Input Specification:
Each input file contains one test case. For each case, the first line contains 3 numbers (all no more than 1000): M (the maximum capacity of the stack), N (the length of push sequence), and K (the number of pop sequences to be checked). Then K lines follow, each contains a pop sequence of N numbers.

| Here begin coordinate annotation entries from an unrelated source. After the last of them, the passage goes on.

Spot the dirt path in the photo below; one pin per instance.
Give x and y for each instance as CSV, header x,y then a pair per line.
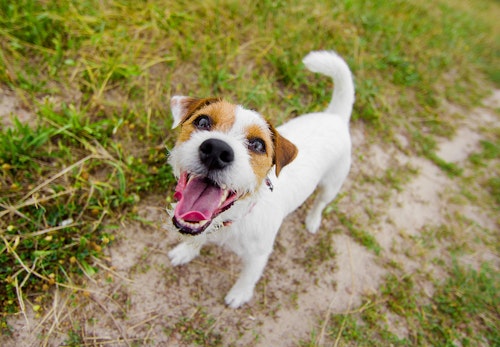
x,y
138,298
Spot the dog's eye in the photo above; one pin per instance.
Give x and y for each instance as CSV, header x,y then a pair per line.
x,y
257,145
203,122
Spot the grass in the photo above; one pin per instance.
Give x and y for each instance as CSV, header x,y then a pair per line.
x,y
463,309
97,87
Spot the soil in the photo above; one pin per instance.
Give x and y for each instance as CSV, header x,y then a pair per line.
x,y
138,298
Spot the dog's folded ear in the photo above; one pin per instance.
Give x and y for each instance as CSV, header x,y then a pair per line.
x,y
184,107
284,151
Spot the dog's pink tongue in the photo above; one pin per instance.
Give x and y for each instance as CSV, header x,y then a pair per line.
x,y
197,200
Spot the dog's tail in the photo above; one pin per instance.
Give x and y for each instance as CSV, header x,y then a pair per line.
x,y
330,64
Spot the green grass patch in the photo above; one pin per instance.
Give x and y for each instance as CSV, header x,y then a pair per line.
x,y
97,76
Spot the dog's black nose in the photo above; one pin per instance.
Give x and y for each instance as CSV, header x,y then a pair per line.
x,y
216,154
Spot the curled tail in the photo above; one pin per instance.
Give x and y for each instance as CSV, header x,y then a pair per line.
x,y
330,64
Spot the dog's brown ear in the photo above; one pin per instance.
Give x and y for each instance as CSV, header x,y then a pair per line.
x,y
183,107
284,151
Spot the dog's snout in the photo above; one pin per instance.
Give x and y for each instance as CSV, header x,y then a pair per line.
x,y
216,154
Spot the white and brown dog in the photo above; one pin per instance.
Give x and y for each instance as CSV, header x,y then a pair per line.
x,y
239,177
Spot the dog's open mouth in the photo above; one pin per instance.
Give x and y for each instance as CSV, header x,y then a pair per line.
x,y
199,201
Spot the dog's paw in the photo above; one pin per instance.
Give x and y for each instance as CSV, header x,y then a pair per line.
x,y
183,254
313,223
238,296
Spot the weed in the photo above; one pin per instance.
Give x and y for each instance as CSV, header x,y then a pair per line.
x,y
196,329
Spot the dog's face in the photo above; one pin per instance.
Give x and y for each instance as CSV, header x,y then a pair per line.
x,y
223,154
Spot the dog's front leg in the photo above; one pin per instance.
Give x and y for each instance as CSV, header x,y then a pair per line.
x,y
242,290
184,252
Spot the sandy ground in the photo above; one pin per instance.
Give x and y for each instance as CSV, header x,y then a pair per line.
x,y
138,298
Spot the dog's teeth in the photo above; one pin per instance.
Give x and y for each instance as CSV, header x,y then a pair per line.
x,y
223,198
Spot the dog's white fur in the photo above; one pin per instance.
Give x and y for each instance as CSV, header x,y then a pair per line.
x,y
323,161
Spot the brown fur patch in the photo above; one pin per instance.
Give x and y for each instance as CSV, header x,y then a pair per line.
x,y
284,151
261,162
221,112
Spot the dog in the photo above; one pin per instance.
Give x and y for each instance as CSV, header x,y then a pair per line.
x,y
239,177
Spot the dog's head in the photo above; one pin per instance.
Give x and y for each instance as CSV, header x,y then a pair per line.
x,y
223,154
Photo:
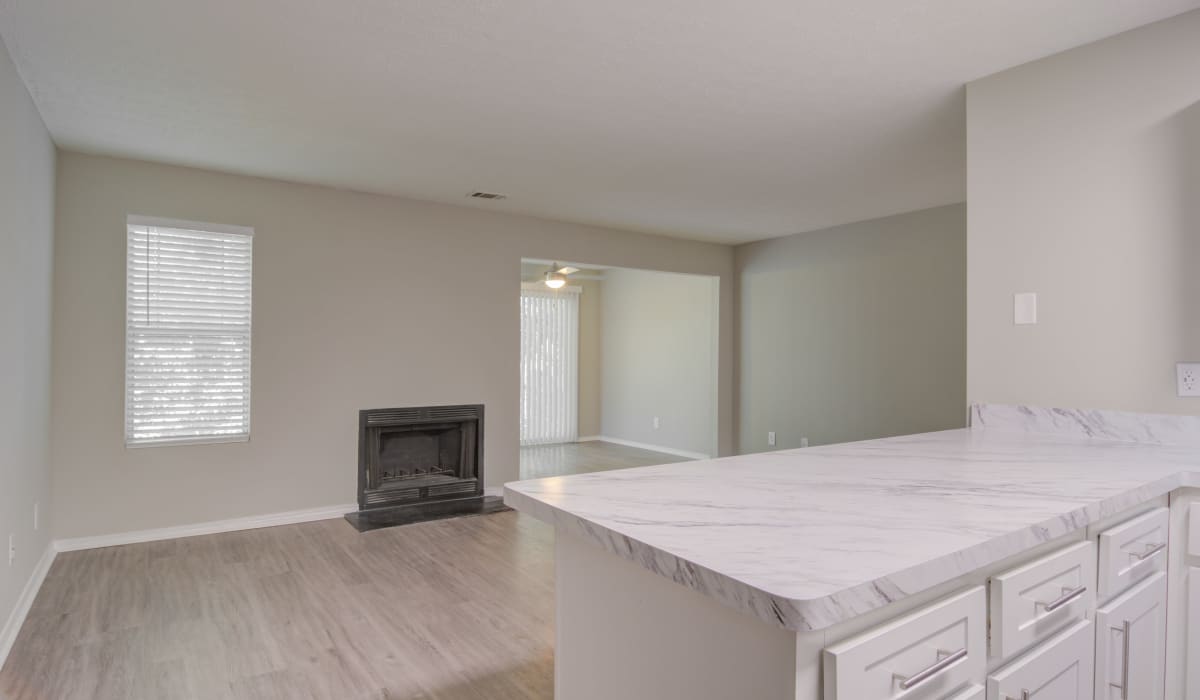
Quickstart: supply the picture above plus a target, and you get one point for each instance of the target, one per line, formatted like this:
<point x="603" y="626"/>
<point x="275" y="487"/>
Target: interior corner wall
<point x="1084" y="187"/>
<point x="659" y="359"/>
<point x="591" y="354"/>
<point x="360" y="301"/>
<point x="855" y="331"/>
<point x="27" y="241"/>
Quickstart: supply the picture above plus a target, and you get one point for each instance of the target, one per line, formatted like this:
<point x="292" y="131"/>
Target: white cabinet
<point x="929" y="653"/>
<point x="1059" y="669"/>
<point x="1193" y="630"/>
<point x="1133" y="551"/>
<point x="972" y="693"/>
<point x="1131" y="633"/>
<point x="1035" y="600"/>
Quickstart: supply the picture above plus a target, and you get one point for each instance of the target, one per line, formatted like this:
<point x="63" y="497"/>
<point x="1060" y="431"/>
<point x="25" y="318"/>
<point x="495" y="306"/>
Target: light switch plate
<point x="1025" y="309"/>
<point x="1187" y="377"/>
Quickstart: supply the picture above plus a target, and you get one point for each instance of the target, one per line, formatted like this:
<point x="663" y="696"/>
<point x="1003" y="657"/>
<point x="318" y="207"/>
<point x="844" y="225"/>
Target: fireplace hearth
<point x="420" y="464"/>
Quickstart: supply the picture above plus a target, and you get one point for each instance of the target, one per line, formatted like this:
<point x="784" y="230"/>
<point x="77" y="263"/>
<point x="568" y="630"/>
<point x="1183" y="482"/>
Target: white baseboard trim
<point x="17" y="618"/>
<point x="211" y="527"/>
<point x="657" y="448"/>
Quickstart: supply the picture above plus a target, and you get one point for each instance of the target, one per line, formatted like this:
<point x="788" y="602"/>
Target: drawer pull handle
<point x="1068" y="594"/>
<point x="1151" y="551"/>
<point x="1125" y="660"/>
<point x="936" y="668"/>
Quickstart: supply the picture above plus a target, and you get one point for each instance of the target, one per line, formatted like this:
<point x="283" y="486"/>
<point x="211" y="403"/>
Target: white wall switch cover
<point x="1187" y="376"/>
<point x="1025" y="309"/>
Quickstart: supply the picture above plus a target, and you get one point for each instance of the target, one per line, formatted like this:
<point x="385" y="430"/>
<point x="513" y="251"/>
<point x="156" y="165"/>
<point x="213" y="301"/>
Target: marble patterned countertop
<point x="811" y="537"/>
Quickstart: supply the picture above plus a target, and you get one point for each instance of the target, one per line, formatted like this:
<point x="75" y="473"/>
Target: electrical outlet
<point x="1025" y="309"/>
<point x="1187" y="376"/>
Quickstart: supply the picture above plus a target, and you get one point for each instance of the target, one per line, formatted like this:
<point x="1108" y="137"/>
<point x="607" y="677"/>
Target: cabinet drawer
<point x="1060" y="669"/>
<point x="929" y="653"/>
<point x="1133" y="551"/>
<point x="1033" y="602"/>
<point x="972" y="693"/>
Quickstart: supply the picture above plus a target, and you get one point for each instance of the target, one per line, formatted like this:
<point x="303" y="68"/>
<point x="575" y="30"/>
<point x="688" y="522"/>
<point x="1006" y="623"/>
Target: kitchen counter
<point x="804" y="539"/>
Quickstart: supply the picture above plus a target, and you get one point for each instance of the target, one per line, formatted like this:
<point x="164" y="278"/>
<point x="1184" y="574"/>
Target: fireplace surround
<point x="418" y="464"/>
<point x="420" y="454"/>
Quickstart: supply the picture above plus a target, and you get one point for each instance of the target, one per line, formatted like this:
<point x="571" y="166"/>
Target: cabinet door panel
<point x="1059" y="669"/>
<point x="1131" y="660"/>
<point x="1193" y="614"/>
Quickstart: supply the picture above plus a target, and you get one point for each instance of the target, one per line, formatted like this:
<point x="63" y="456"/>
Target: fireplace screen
<point x="414" y="455"/>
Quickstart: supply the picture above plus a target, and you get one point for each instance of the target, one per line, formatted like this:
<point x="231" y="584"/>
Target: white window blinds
<point x="187" y="333"/>
<point x="550" y="331"/>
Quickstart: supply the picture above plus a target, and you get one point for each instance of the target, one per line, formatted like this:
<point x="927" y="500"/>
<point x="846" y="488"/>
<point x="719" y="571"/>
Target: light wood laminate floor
<point x="449" y="610"/>
<point x="580" y="458"/>
<point x="455" y="610"/>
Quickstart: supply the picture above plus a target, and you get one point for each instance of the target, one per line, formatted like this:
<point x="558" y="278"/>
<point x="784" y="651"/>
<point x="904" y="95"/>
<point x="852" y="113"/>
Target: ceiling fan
<point x="556" y="276"/>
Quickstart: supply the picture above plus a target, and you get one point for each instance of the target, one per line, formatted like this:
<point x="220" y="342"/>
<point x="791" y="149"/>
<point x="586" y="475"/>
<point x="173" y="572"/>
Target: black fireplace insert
<point x="420" y="455"/>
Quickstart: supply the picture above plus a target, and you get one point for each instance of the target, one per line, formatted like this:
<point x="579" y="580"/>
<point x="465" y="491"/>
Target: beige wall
<point x="359" y="301"/>
<point x="591" y="350"/>
<point x="1084" y="184"/>
<point x="853" y="331"/>
<point x="27" y="240"/>
<point x="659" y="359"/>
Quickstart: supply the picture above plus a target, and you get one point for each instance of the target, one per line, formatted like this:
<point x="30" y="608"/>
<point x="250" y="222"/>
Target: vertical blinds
<point x="550" y="328"/>
<point x="187" y="333"/>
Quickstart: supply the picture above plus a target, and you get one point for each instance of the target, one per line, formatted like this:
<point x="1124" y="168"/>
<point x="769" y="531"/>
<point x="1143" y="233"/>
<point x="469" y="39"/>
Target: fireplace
<point x="411" y="456"/>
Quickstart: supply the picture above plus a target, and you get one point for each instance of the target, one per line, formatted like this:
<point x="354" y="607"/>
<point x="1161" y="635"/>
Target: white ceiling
<point x="726" y="120"/>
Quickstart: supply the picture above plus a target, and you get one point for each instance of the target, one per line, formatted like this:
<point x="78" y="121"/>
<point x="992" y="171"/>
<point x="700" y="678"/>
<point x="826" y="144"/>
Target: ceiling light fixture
<point x="555" y="277"/>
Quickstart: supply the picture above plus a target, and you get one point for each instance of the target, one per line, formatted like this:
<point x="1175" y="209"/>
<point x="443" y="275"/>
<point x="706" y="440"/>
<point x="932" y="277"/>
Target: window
<point x="550" y="331"/>
<point x="186" y="333"/>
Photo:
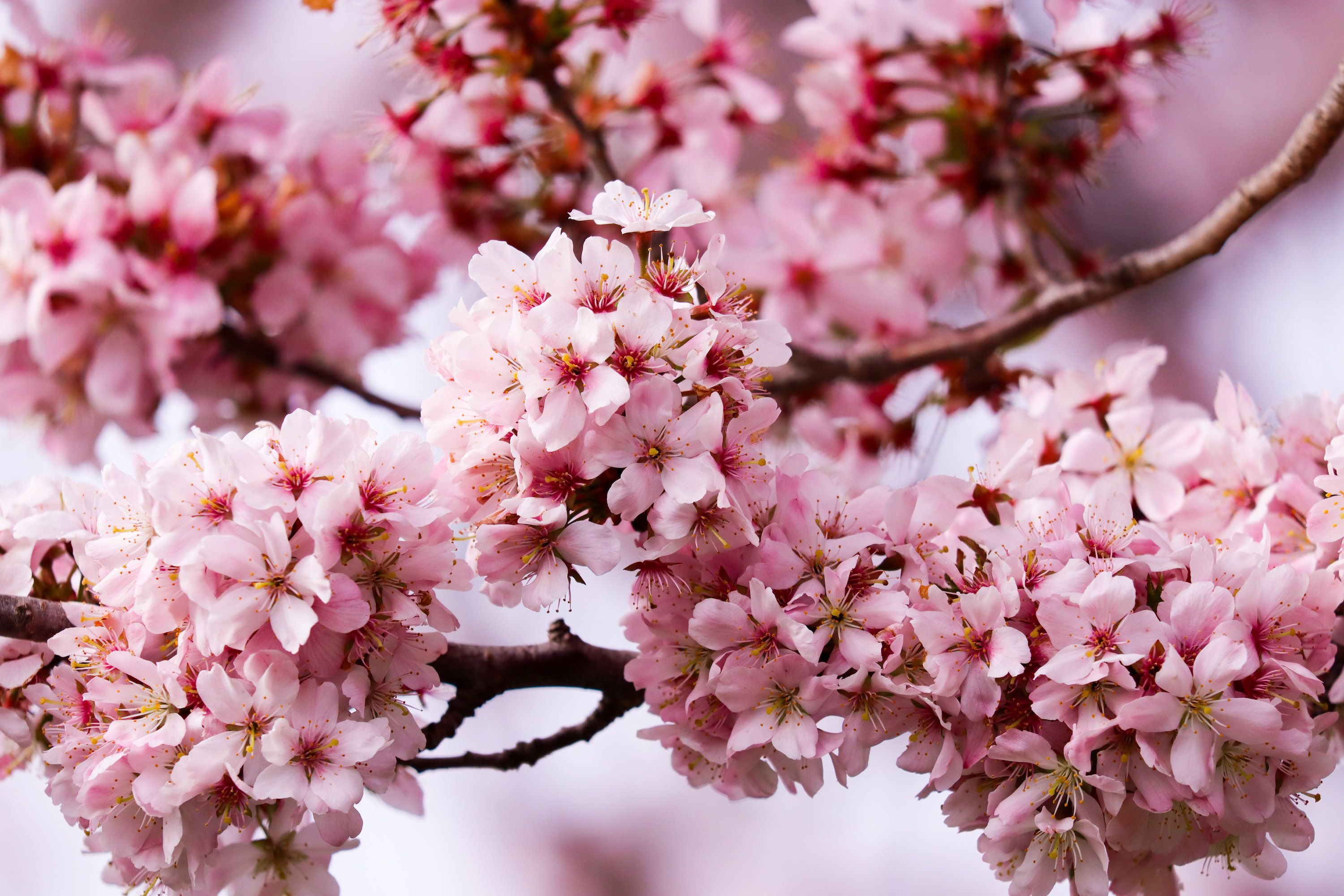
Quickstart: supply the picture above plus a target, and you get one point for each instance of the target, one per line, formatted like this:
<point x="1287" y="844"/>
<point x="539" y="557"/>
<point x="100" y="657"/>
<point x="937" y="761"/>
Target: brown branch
<point x="543" y="72"/>
<point x="31" y="618"/>
<point x="1308" y="146"/>
<point x="482" y="673"/>
<point x="334" y="379"/>
<point x="529" y="751"/>
<point x="257" y="350"/>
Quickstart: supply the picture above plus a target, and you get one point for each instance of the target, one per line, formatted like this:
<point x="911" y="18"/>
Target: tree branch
<point x="261" y="351"/>
<point x="31" y="618"/>
<point x="543" y="72"/>
<point x="331" y="378"/>
<point x="1304" y="151"/>
<point x="482" y="673"/>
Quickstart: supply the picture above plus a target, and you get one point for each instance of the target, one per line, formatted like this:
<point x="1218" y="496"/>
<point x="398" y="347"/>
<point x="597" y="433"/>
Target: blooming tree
<point x="1111" y="648"/>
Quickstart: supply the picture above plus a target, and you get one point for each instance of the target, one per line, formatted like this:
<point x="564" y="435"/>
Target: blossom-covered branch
<point x="1295" y="163"/>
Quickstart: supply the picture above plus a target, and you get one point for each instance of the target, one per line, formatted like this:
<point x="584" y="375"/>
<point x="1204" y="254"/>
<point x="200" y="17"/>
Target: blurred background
<point x="611" y="817"/>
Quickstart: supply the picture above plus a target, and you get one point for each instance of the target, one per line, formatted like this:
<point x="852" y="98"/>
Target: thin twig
<point x="1308" y="146"/>
<point x="31" y="618"/>
<point x="482" y="673"/>
<point x="331" y="378"/>
<point x="530" y="751"/>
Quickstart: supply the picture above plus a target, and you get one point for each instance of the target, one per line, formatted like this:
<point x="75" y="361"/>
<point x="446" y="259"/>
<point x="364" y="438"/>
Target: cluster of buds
<point x="250" y="620"/>
<point x="947" y="140"/>
<point x="585" y="392"/>
<point x="527" y="100"/>
<point x="160" y="236"/>
<point x="1111" y="646"/>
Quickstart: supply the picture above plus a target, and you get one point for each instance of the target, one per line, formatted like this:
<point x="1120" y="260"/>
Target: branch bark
<point x="1295" y="163"/>
<point x="331" y="378"/>
<point x="31" y="618"/>
<point x="482" y="673"/>
<point x="543" y="72"/>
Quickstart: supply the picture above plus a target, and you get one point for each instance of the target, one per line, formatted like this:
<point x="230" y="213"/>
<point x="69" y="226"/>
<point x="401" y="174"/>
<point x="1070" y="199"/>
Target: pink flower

All the numbers in a line are separated by a space.
Output Specification:
For each pop sequence, print in one line “YES” if it is indeed a possible pop sequence of the stack, or “NO” if not.
Sample Input:
5 7 5
1 2 3 4 5 6 7
3 2 1 7 5 6 4
7 6 5 4 3 2 1
5 6 4 3 7 2 1
1 7 6 5 4 3 2
Sample Output:
YES
NO
NO
YES
NO
//NKW 甲级真题1040
#pragma warning(disable:4996)
#include <stdio.h>
#include <stdlib.h>
#include <vector>
#include <stack>
using namespace std;
stack<int> st;
vector<int> vi;
bool check(int m, int n){
while (!st.empty()) st.pop();
int cnt = 0;
for (int i = 1; i <= n; i++){
st.push(i);
if (st.size() > m) return false;
while (st.size() && st.top() == vi[cnt]){
st.pop();
cnt++;
}
}
if (cnt < n) return false;
else return true;
}
int main(){
int m, n, k, num;
scanf("%d %d %d", &m, &n, &k);
for (int i = 0; i < k; i++){
for (int j = 0; j < n; j++){
scanf("%d", &num);
vi.push_back(num);
}
if (check(m, n)) printf("YES\n");
else printf("NO\n");
vi.clear();
}
system("pause");
return 0;
}